With digital transformation picking up faster than ever before in the business landscape, most organisations today employ a mix of business tools to run their operations across sales, marketing, finance and HR, notes Hyther Nizam, President – MEA, Zoho Corp.
More often than not, all of these tools include a reporting module that displays department-specific data records and statements. However, stand-alone data like sales figures, lead numbers, email open rates, and the like, can only tell you so much about customer behaviour.
As businesses continue to go digital and become increasingly data-driven, it’s imperative for them to include a holistic business intelligence (BI) programme in their technology strategy. A comprehensive BI programme helps combine various data points from multiple sources, perform cross-functional analysis, and bring out intuitive insights like inspirations behind seasonal customer trends, reasons for supply-chain gaps, sales funnel pain points gathered from customer feedback, productivity drops due to employee attrition, future trend predictions, and whatnot.
Powerful information like this can enable organisations to adopt a culture of smart, evidence-based decision-making and gain a true competitive edge.

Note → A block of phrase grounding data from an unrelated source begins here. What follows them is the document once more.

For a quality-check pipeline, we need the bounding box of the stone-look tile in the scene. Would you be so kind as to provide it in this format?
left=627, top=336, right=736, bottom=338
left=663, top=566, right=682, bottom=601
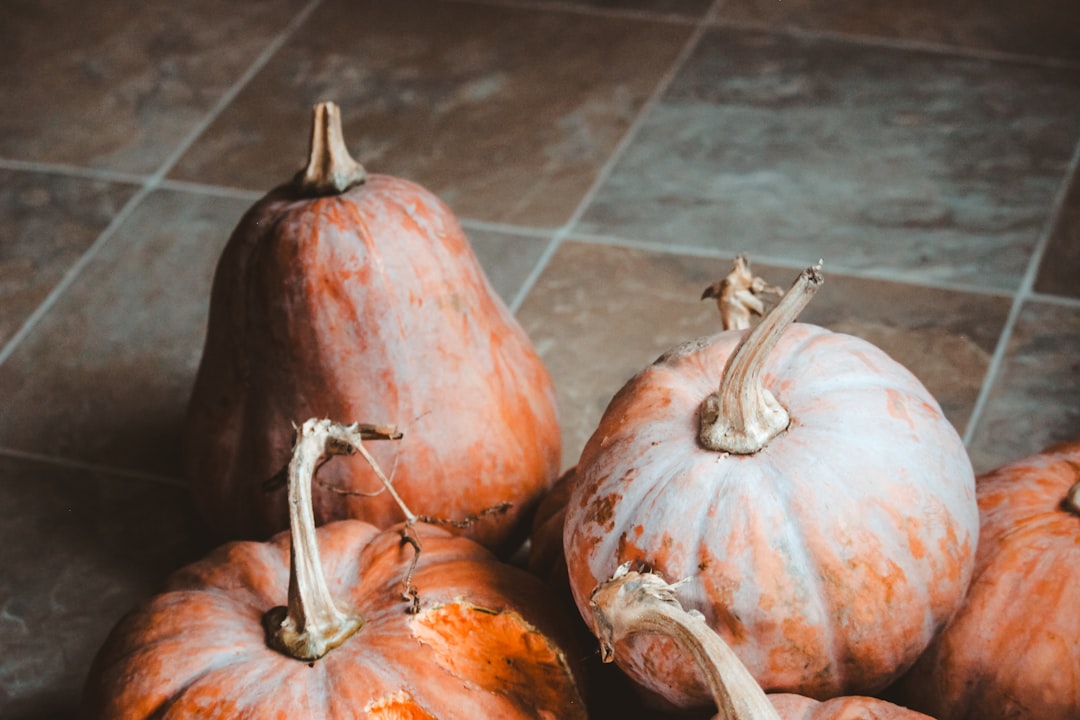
left=488, top=0, right=712, bottom=19
left=0, top=170, right=136, bottom=347
left=517, top=242, right=1009, bottom=469
left=467, top=227, right=553, bottom=303
left=0, top=190, right=243, bottom=478
left=1035, top=170, right=1080, bottom=300
left=0, top=456, right=209, bottom=719
left=169, top=0, right=690, bottom=226
left=715, top=0, right=1080, bottom=62
left=0, top=0, right=307, bottom=173
left=576, top=28, right=1080, bottom=291
left=966, top=300, right=1080, bottom=474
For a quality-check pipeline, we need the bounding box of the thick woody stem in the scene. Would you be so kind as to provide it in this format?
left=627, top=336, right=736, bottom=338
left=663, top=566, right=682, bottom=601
left=263, top=418, right=400, bottom=661
left=293, top=101, right=367, bottom=196
left=698, top=263, right=823, bottom=454
left=590, top=565, right=781, bottom=720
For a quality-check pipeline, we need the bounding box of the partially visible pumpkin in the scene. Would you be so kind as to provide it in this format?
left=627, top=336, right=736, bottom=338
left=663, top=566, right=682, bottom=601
left=84, top=419, right=586, bottom=719
left=564, top=264, right=978, bottom=708
left=590, top=565, right=935, bottom=720
left=184, top=101, right=560, bottom=555
left=888, top=439, right=1080, bottom=720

Getting started with a business analytics and intelligence program
Provided that your organisation has the necessary funding and resources to implement a central BI programme, the first natural step is to identify the key business metrics you want to compute and track.
As pointed out here, once you have identified the goals, the next step is defining a data strategy. You need to go about defining your data strategy for key focus areas and then identify and align its data sources with that strategy. From there, it should be relatively simple for the organisation to build a data pipeline and prepare the data for analysis.
Building a robust, unified data pipeline from disparate sources
Prepping the data pipeline is one of the biggest challenges organisations face while implementing their BI programme. Using a mixed toolset offered by different vendors translates to disparate data sets that need to first be integrated, blended, and unified to enable a(n) smoother as well as accurate analysis procedure. In fact, it’s been noted that 80% of analysis time is spent on data preparation as poor quality data often results in untrustworthy business insights.
This is where BI tools that include data preparation provisions come in handy. Be it a custom-built BI program or a bespoke tool, it’s important that your option incorporates data-prepping and blending capabilities, i.e., ability to connect to different sources (legacy or cloud app) and port data in different formats, clean and remove duplicates, blend the data into a single data warehouse, and improve the overall data quality. This helps ensure robust, error-free data pipelines, in turn assuring reliable business intel.
Updating your privacy practices and official policy
With a BI programme, your obligation as a company to protect customer data becomes greater. Some privacy practices to keep in mind include, (1) masking critical user data, i.e., removing personally identifiable information from all data sets using anonymization methods, before feeding them into the BI data pipeline, (2) collecting explicit consent from the data subjects (customers and employees) to use their anonymized data for BI analysis, (3) ensuring that your data sources are also subject to stringent privacy standards, and finally, (4) updating your organisation’s customer privacy policy straight away to include required details about your BI programme.
Integrating your BI program with internal collaboration platforms
Despite setting up a cost-intensive, comprehensive BI programme, many organisations struggle to drive adoption among their teams and prompt necessary action or decision-making. One way to solve this is to integrate the BI system widely and deeply across internal communication and collaboration platforms used by employees such as email, chat, intranet forums, project management avenues, etc.
The BI dashboards must allow executives to blend and visually analyse data for cross-functional insights, fashion the insights into easily understandable and interactive reports, decide the next course of action, and subsequently share the information with the teams or individuals concerned in real time.
Staying future-ready – leave room for innovation
As you implement modern technologies and boost your operational efficiencies, running a future-ready business also includes being constantly on the lookout for innovation, and ensuring that the business systems and processes are elastic enough to absorb the change.
Similarly, your BI programme should have enough legroom to experiment and capitalise on emerging opportunities like AI-powered voice analytics and RPA/business analytics integration. For instance, current AI trends have made it possible for users to hold conversations with AI assistants to generate automated BI insights with a single click, predict future trends, conduct as well as visualise cognitive and what-if analyses, and much more.
If the events of the past two years have taught us anything, it’s that things can change incredibly quickly and it’s vital to be flexible. Cloud-based BI tools enable business owners to look at real-time data from across departments. to make quick decisions. This helps businesses stay nimble during unprecedented times.